13 January 2017 | SimonJack
Losing one's head over love and lightning
"Together Again" was the third and last pairing of Charles Boyer and Irene Dunne in the leads. One might say they each lose their heads over the other in this wonderful comedy. The story is riddled with hilarious scenes and lines. And, as the screenplay intimates, there might be some heavenly persuasion included in the story.
When this movie came out just before Christmas 1944, WW II in Europe had just been prolonged with the German offensive in the Battle of the Bulge. So, that Christmas at home, this film was likely another welcome escape.

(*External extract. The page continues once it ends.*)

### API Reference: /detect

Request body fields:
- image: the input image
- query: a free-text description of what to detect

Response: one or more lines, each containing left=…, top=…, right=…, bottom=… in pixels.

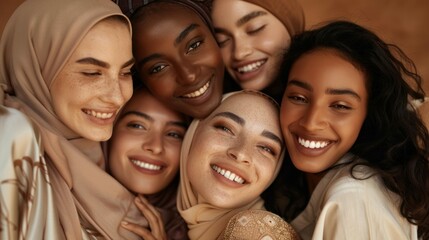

A superb cast support Dunne and Boyer as Mayor Anne Crandall and sculptor George Corday, respectively. Charles Coburn has one of his excellent roles as a supporting actor. He plays Jonathan Crandall Sr. Mona Freeman is a riot as the teenage daughter of Anne, Diana Crandall. Jerome Courtland is very funny as Gilbert Parker, and Charles Dingle shines as the boisterous publisher of the local newspaper, Morton Buchanan.
The special effects and camera crews did some outstanding work with scenes of lightning in the sky. The very end of the film is a masterpiece of film work.
The dialog in this comedy-romance is so good, that a few samples are in order. For more funny lines, see the Quotes section in this IMDb Web page on the film.
Diana, "Grandfather Crandall, you weren't sick. You cheated. I don't know where you got this dishonesty about things, because you certainly didn't get it from me or my father."
Anne, "My, my, it certainly is philosophical out tonight."
George, "Most women's necks are just something to hold their heads up. But yours is positively lyrical."
Anne, "Oh, that was the strangest thing. I was standing right here with my dress in my hand, and all of a sudden, it disappeared. Right through the window."
Witherspoon, "It's manpower, your honor." Anne Candall, "Manpower, my eye. Use woman power, then." Witherspoon, "Women, to collect garbage?" Anne Crandall, "Why not? Women see more garbage in their lives than men do, don't they? They might as well get paid for it."